Looks like it's going to devolve into 'every man for himself' and be chaotic.

Sun, 10/17/2010 - 14:50 | 656871 RockyRacoon
RockyRacoon's picture

Ya win some, ya lose some.  Thanks for telling it like it is.

Sun, 10/17/2010 - 14:37 | 656841 knukles
knukles's picture

China, as America's absentee landlord, at some point's just gonna serve an eviction notice.  A proverbial fuck you.  Like maybe take every single last unit of dollar denominated reserves and buy up every single originator of factor inputs that they can get their hands on world wide. 
Sit back and say please, devalue your currency, raise prices, and be the beneficiary thereof...  

 

Let's face it front and center.  China is not the source of the global miasma, they are the scapegoat.  And very possibly the worst one to have selected. 

Mon, 10/18/2010 - 02:48 | 657786 Hook Line and S...
Hook Line and Sphincter's picture

Landlord in a wheelchair.

Mon, 10/18/2010 - 00:59 | 657727 chopper read
chopper read's picture

i reckon they've been buying cotton, by the looks of the price.  And sugar.  Why would they not be stockpiling all physical assets as a portion of their creditor 'balance sheet'?  Have they any policy limitations?  Is this where 'central banking' (hedge fund style) may be heading?  

Sun, 10/17/2010 - 22:16 | 657545 SheHunter
SheHunter's picture

Hey knukles. welcome back.  haven't seen you post for awhile.  always enjoy reading your whimseys.

Sun, 10/17/2010 - 16:45 | 657023 Dadoomsayer
Dadoomsayer's picture

wishful thinking.... they don't have the balls to do it.

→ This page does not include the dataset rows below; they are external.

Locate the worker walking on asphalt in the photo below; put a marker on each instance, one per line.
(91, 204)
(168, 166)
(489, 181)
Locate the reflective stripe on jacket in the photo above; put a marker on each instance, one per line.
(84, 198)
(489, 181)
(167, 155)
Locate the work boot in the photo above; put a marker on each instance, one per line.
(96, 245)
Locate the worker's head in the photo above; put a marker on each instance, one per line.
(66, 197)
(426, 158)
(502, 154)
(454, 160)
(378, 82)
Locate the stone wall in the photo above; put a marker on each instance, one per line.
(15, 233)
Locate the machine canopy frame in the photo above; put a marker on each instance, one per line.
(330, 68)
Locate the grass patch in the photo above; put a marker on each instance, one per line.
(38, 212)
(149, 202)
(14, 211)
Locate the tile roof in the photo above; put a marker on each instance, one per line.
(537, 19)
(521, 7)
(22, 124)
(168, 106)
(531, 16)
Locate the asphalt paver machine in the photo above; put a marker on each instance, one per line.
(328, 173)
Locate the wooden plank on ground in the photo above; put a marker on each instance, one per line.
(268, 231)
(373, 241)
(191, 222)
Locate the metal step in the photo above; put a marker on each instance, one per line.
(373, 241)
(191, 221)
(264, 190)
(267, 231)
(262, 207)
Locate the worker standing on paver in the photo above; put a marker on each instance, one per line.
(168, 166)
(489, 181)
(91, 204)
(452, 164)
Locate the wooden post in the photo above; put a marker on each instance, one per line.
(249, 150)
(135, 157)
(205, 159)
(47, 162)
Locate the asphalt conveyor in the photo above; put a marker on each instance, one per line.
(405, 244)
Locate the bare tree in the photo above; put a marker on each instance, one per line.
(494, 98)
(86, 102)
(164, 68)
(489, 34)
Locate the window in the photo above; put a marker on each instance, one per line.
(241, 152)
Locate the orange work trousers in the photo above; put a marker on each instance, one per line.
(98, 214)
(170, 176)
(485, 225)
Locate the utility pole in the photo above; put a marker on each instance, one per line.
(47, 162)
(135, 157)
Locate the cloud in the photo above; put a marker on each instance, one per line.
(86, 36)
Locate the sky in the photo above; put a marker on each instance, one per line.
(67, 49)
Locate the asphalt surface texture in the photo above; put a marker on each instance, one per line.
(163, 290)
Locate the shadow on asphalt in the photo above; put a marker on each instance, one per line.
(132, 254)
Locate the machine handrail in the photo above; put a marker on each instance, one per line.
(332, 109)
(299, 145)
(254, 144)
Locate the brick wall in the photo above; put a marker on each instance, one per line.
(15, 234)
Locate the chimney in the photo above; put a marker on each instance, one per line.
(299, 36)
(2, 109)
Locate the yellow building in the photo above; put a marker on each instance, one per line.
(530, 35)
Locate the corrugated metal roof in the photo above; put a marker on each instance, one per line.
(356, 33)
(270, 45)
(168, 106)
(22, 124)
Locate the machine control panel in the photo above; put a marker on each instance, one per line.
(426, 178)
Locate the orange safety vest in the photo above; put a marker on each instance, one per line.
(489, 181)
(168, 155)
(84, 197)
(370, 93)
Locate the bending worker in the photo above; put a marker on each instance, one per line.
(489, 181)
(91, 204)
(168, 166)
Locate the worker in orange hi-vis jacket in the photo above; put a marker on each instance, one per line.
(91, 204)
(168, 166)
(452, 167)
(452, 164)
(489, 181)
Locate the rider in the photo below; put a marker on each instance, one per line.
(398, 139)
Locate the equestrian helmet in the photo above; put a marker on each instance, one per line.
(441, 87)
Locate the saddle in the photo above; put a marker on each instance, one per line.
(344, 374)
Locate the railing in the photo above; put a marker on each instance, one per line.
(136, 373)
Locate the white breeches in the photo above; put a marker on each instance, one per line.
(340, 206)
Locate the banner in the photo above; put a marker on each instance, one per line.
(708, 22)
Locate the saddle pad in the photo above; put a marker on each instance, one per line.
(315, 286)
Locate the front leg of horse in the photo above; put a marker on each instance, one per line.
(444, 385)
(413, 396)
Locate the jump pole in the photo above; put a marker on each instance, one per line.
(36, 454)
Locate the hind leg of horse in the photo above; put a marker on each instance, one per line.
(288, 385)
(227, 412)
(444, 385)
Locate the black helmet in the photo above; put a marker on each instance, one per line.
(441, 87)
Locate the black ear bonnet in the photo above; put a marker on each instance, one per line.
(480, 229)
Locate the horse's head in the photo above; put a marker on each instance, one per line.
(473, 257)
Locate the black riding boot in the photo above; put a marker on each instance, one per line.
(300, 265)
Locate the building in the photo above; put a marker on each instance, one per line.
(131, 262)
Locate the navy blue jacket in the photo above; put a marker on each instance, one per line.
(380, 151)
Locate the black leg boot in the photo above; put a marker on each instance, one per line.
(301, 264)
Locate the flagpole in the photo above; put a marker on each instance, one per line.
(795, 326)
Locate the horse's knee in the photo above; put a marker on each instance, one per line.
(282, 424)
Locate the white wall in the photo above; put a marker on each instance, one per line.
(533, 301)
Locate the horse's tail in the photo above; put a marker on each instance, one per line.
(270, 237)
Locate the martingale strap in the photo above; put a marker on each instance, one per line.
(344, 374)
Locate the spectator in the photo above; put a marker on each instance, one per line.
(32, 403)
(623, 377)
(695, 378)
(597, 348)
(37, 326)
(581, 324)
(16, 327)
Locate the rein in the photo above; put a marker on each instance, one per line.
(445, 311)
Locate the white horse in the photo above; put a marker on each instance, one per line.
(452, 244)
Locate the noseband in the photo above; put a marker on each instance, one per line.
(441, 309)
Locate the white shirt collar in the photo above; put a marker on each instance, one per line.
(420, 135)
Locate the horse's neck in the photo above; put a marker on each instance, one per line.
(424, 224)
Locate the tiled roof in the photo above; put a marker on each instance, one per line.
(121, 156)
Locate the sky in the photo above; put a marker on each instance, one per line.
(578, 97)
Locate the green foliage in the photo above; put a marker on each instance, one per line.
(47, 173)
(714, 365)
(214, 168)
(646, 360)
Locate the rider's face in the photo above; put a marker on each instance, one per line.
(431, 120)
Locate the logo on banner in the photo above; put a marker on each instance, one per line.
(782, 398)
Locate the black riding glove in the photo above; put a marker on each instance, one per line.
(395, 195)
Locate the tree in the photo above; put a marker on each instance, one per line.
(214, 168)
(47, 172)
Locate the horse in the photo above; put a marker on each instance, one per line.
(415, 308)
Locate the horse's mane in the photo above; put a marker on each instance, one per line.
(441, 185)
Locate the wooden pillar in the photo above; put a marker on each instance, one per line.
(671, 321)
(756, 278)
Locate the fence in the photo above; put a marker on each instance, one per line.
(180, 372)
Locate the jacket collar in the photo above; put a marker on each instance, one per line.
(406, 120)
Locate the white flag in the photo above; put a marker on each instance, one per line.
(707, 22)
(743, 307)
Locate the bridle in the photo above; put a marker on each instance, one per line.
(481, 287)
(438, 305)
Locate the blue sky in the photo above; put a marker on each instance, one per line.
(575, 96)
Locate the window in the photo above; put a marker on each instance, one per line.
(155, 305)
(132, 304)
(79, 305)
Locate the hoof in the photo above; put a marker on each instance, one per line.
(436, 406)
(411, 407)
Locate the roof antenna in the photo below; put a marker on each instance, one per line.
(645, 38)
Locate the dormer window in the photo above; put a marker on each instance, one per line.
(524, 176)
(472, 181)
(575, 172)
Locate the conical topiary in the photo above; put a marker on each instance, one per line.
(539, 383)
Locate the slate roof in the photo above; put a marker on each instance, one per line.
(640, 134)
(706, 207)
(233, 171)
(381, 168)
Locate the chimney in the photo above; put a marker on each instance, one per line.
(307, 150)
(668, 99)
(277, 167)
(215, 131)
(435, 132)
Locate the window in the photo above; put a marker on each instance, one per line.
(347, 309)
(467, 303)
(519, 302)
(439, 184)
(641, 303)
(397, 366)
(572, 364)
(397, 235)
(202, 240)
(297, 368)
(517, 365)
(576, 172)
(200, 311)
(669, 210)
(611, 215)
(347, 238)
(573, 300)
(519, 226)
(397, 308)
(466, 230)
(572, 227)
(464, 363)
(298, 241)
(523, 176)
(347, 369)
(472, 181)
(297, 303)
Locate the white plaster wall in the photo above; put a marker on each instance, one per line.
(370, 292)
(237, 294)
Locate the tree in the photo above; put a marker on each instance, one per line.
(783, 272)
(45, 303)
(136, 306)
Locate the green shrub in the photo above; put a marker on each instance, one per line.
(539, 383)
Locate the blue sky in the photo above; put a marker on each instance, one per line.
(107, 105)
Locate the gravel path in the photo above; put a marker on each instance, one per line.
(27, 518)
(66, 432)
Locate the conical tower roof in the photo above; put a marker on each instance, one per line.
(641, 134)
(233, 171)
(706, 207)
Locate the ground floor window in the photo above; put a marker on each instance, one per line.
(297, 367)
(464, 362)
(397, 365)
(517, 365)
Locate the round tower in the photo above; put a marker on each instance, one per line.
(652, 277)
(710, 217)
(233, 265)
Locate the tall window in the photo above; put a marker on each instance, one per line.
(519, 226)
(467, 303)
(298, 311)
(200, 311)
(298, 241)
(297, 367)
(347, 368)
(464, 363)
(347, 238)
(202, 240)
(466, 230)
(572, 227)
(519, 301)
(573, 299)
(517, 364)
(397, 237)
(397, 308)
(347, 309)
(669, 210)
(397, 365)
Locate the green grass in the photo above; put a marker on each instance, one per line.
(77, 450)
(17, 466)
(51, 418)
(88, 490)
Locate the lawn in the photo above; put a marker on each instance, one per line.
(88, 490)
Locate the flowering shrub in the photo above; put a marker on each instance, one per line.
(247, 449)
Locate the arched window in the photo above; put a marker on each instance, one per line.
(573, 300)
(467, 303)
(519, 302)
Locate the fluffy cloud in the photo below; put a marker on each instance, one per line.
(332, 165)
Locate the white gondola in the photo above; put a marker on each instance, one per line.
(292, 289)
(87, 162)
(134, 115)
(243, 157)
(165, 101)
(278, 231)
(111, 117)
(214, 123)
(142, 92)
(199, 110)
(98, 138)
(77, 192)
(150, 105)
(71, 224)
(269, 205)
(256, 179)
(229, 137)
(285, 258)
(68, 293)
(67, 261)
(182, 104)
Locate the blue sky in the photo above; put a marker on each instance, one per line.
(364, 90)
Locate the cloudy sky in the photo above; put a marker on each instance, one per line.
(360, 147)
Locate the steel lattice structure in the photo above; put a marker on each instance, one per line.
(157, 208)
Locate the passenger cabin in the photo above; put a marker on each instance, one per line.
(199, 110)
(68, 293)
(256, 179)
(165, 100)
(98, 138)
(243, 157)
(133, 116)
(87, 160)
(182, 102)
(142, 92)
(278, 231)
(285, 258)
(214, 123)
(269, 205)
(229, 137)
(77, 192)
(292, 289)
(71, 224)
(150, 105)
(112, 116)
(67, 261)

Sun, 10/17/2010 - 17:13 | 657058 ThreeTrees
ThreeTrees's picture

Only because it would devastate to the two economies.  Probably the world's economies.  (If you're an Austrian it's brief, and healthy and better in the long run, but that's not the framework they're operating under.)  At some point in the future they might take a look around at where all this pseudo-Keynesian Monetarist printing has gotten us, thoughtfully consider the value of their reserves dwindling away at the zero bound while Western politicians flap pathetically about fiscal and monetary judiciousness and think, "Fuck it.  Dump it all."

Sun, 10/17/2010 - 23:29 | 657640 Vampyroteuthis ...
Vampyroteuthis infernalis's picture

China and the US are joined at the hip. When the US gets sucked under, China will follow.

Sun, 10/17/2010 - 17:35 | 657084 doolittlegeorge
doolittlegeorge's picture

it is a rather "odd coupling" i must say.  its "decoupling" could involve "Americans in Korea" however.

Sun, 10/17/2010 - 14:04 | 656800 americanspirit
americanspirit's picture

How about if China just told US retailers "We now want all our invoices to be paid in gold". That would do the trick.

 

Sun, 10/17/2010 - 17:33 | 657081 Cpl Hicks
Cpl Hicks's picture

It could happen, and then the US could ask for gold as payment for USTs.

Then us gold-holders could finally spend it on something. Real money!...and chicks for free.

Sun, 10/17/2010 - 18:38 | 657172 hbjork1
hbjork1's picture

To Bruce K.,

Thanks for the post!

Sun, 10/17/2010 - 14:03 | 656797 quasimodo
quasimodo's picture

Such is the bizarro, backwards ass mentality of the marketplace. Nobody is immune from a off prediction from time to time Bruce. There are days all logic is rendered useless. Appreciate the articles nonetheless.